If ZooKeeper is running in secure mode with Kerberos, you can override the following configurations in flink-conf.yaml as necessary:

zookeeper.sasl.service-name: zookeeper     # default is "zookeeper". If the ZooKeeper quorum is configured
                                           # with a different service name then it can be supplied here.
zookeeper.sasl.login-context-name: Client  # default is "Client". The value needs to match one of the values
                                           # configured in "security.kerberos.login.contexts".
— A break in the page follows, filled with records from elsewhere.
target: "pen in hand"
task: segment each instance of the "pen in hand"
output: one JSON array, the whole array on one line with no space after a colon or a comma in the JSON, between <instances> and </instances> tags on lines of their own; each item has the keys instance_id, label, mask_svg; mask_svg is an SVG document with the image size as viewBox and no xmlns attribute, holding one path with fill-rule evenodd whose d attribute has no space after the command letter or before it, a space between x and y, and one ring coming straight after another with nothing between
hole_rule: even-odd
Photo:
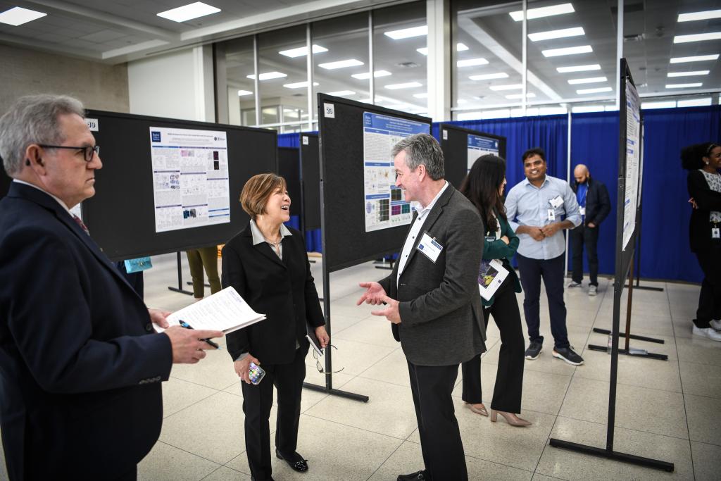
<instances>
[{"instance_id":1,"label":"pen in hand","mask_svg":"<svg viewBox=\"0 0 721 481\"><path fill-rule=\"evenodd\" d=\"M180 327L185 327L185 329L193 329L193 326L191 326L190 324L188 324L185 321L180 321ZM209 345L212 345L216 349L220 349L221 348L221 347L219 345L218 345L216 343L213 343L210 339L203 339L202 340L205 341L206 343L208 343Z\"/></svg>"}]
</instances>

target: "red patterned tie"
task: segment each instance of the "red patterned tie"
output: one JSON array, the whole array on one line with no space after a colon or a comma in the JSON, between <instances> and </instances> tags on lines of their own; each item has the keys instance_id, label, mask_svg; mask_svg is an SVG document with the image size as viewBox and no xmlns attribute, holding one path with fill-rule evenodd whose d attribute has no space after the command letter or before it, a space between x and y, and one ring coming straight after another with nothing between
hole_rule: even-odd
<instances>
[{"instance_id":1,"label":"red patterned tie","mask_svg":"<svg viewBox=\"0 0 721 481\"><path fill-rule=\"evenodd\" d=\"M80 228L85 231L85 234L90 235L90 231L88 230L87 226L84 224L83 224L83 221L80 219L80 218L76 216L74 213L71 215L73 216L73 219L75 219L75 221L78 223L79 226L80 226Z\"/></svg>"}]
</instances>

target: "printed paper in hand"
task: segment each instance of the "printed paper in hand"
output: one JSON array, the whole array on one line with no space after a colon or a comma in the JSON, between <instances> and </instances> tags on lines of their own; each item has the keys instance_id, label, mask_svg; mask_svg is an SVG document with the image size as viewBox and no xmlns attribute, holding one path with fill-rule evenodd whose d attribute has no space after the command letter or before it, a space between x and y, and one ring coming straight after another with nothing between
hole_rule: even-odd
<instances>
[{"instance_id":1,"label":"printed paper in hand","mask_svg":"<svg viewBox=\"0 0 721 481\"><path fill-rule=\"evenodd\" d=\"M487 301L490 300L507 275L508 270L497 259L482 260L481 267L478 270L478 290L481 293L481 297Z\"/></svg>"},{"instance_id":2,"label":"printed paper in hand","mask_svg":"<svg viewBox=\"0 0 721 481\"><path fill-rule=\"evenodd\" d=\"M210 329L228 334L264 319L265 316L251 309L235 289L226 287L210 297L175 311L168 316L167 321L171 326L177 326L182 319L193 329ZM156 324L153 326L159 332L165 330Z\"/></svg>"}]
</instances>

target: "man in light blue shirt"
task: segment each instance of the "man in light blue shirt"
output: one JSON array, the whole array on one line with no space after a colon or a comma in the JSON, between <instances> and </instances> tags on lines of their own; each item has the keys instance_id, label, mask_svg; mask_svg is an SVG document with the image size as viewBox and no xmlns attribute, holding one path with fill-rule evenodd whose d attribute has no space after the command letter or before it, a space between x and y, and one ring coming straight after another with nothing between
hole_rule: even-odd
<instances>
[{"instance_id":1,"label":"man in light blue shirt","mask_svg":"<svg viewBox=\"0 0 721 481\"><path fill-rule=\"evenodd\" d=\"M583 359L571 348L566 330L566 304L563 301L566 243L561 231L580 224L578 203L568 182L546 175L543 149L526 151L523 160L526 180L508 192L505 209L508 221L521 240L516 259L531 341L526 358L536 359L543 351L539 303L543 278L554 344L553 356L580 366Z\"/></svg>"}]
</instances>

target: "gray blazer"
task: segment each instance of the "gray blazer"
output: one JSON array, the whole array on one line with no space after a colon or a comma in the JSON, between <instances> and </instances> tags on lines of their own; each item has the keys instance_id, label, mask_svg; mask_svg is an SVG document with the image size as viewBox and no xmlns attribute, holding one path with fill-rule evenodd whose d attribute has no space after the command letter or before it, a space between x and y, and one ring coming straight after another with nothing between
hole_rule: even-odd
<instances>
[{"instance_id":1,"label":"gray blazer","mask_svg":"<svg viewBox=\"0 0 721 481\"><path fill-rule=\"evenodd\" d=\"M478 291L484 231L476 208L449 184L428 213L397 286L398 262L379 281L400 301L393 337L411 363L451 366L485 350ZM416 248L424 232L443 247L435 263Z\"/></svg>"}]
</instances>

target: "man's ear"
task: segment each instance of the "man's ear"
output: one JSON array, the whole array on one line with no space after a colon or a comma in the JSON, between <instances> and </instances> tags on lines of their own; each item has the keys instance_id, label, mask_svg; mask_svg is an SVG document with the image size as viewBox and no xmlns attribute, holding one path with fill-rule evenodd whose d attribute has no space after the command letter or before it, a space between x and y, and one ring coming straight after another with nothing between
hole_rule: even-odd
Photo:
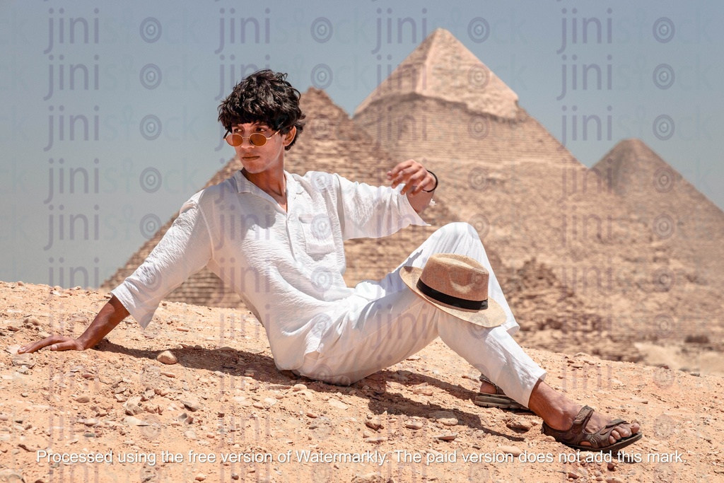
<instances>
[{"instance_id":1,"label":"man's ear","mask_svg":"<svg viewBox=\"0 0 724 483\"><path fill-rule=\"evenodd\" d=\"M294 140L294 138L297 135L297 127L292 126L292 128L289 130L289 133L284 135L284 146L289 146L292 141Z\"/></svg>"}]
</instances>

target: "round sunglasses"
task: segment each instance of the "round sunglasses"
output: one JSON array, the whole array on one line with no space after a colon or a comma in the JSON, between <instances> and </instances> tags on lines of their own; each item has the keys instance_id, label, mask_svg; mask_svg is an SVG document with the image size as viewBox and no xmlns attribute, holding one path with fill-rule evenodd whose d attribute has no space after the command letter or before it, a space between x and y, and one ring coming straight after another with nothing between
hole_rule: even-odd
<instances>
[{"instance_id":1,"label":"round sunglasses","mask_svg":"<svg viewBox=\"0 0 724 483\"><path fill-rule=\"evenodd\" d=\"M261 133L252 133L248 136L243 136L238 133L232 133L231 131L227 130L227 133L224 135L224 139L225 139L226 142L229 143L229 146L232 146L235 148L243 144L245 139L248 139L251 146L256 148L261 148L264 145L266 144L266 141L272 139L272 136L277 134L278 132L279 131L274 131L267 138Z\"/></svg>"}]
</instances>

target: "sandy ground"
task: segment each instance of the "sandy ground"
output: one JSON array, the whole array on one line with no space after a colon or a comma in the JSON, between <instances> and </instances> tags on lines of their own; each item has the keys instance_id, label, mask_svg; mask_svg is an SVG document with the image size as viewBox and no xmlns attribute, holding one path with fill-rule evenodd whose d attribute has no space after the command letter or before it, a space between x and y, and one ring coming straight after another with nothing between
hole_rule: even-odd
<instances>
[{"instance_id":1,"label":"sandy ground","mask_svg":"<svg viewBox=\"0 0 724 483\"><path fill-rule=\"evenodd\" d=\"M80 335L107 298L0 282L0 482L724 481L712 373L529 350L554 387L641 423L606 461L550 440L532 413L473 405L478 374L439 340L338 387L278 371L248 312L184 303L83 353L14 355ZM175 364L157 360L167 350Z\"/></svg>"}]
</instances>

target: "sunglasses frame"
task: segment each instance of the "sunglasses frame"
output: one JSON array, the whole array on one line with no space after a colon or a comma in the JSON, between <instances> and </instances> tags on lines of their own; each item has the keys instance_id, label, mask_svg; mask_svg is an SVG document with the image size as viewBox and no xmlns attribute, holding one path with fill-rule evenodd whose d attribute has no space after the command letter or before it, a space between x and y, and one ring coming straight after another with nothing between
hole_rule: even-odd
<instances>
[{"instance_id":1,"label":"sunglasses frame","mask_svg":"<svg viewBox=\"0 0 724 483\"><path fill-rule=\"evenodd\" d=\"M231 130L230 130L230 129L227 128L227 133L224 135L224 140L227 142L227 143L229 146L232 146L234 148L237 148L238 146L242 146L244 143L244 140L245 139L248 139L249 140L249 144L251 144L252 146L253 146L255 148L261 148L261 146L266 145L266 141L268 141L269 140L272 139L272 136L274 136L274 135L277 134L277 133L279 133L279 131L274 131L269 137L265 136L264 135L261 134L261 133L252 133L251 134L250 134L248 136L243 136L240 134L239 134L238 133L232 133ZM232 135L232 136L239 136L239 137L240 137L241 138L241 143L240 143L239 144L236 144L236 145L232 144L230 138L229 138L229 135L230 134ZM262 138L264 138L264 142L262 143L261 144L255 144L251 140L251 136L256 136L256 135L259 135L259 136L261 136Z\"/></svg>"}]
</instances>

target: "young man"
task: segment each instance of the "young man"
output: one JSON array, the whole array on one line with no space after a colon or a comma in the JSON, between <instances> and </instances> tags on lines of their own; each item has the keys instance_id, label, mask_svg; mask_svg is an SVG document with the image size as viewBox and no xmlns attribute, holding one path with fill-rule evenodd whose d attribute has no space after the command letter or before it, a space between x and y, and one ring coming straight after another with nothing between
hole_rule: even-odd
<instances>
[{"instance_id":1,"label":"young man","mask_svg":"<svg viewBox=\"0 0 724 483\"><path fill-rule=\"evenodd\" d=\"M163 239L77 339L52 335L19 352L83 350L132 315L143 327L159 303L208 266L264 325L274 362L312 379L350 384L421 350L439 336L486 374L486 393L505 391L543 418L544 431L573 448L617 450L641 437L639 425L569 401L543 382L545 371L510 337L518 328L482 243L467 224L446 225L379 282L342 279L343 240L391 235L419 217L437 179L409 159L372 187L337 175L290 175L284 154L301 134L299 92L286 75L245 78L219 107L219 120L243 169L191 198ZM405 284L403 266L431 256L471 257L489 274L488 296L502 316L481 327L442 310ZM494 383L494 384L492 384Z\"/></svg>"}]
</instances>

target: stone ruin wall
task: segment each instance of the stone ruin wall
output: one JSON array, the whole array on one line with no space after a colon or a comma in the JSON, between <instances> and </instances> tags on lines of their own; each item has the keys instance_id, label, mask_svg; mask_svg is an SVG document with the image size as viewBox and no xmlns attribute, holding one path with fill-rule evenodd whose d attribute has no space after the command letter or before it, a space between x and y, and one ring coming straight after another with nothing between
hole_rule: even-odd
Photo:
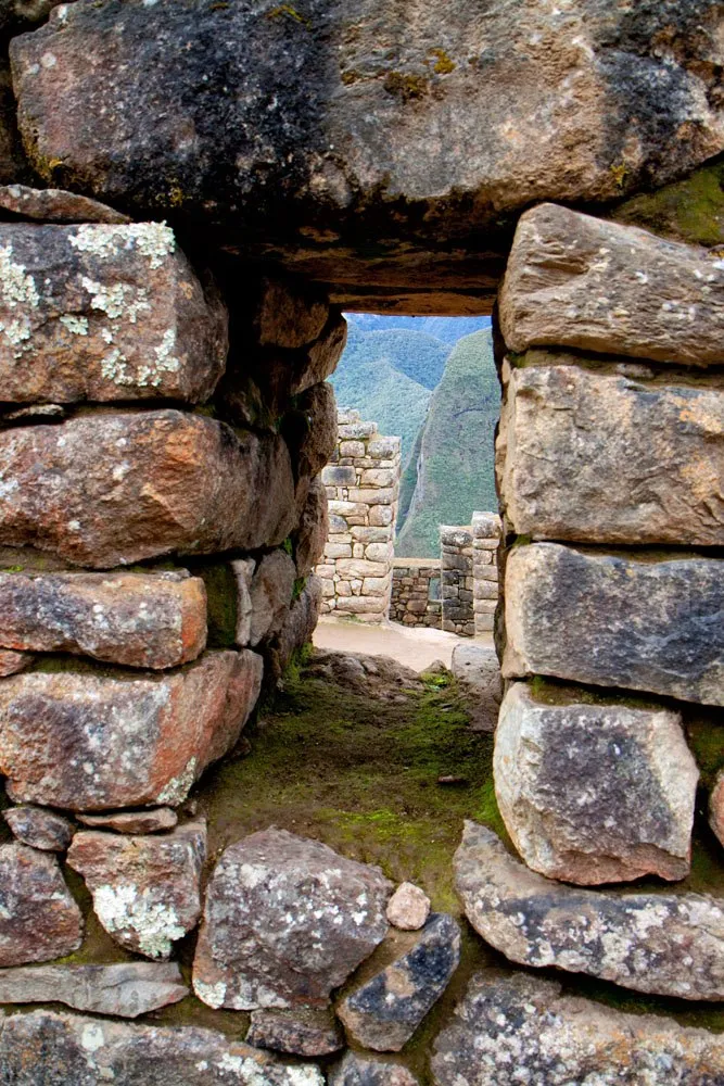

For more information on Flink configuration for Kerberos security, please see here. You can also find here further details on how Flink internally setups Kerberos-based security.

Bootstrap ZooKeeper

If you don’t have a running ZooKeeper installation, you can use the helper scripts, which ship with Flink.

There is a ZooKeeper configuration template in conf/zoo.cfg. You can configure the hosts to run ZooKeeper on with the server.X entries, where X is a unique ID of each server:

server.X=addressX:peerPort:leaderPort
[...]
server.Y=addressY:peerPort:leaderPort

The script bin/start-zookeeper-quorum.sh will start a ZooKeeper server on each of the configured hosts. The started processes start ZooKeeper servers via a Flink wrapper, which reads the configuration from conf/zoo.cfg and makes sure to set some required configuration values for convenience. In production setups, it is recommended to manage your own ZooKeeper installation.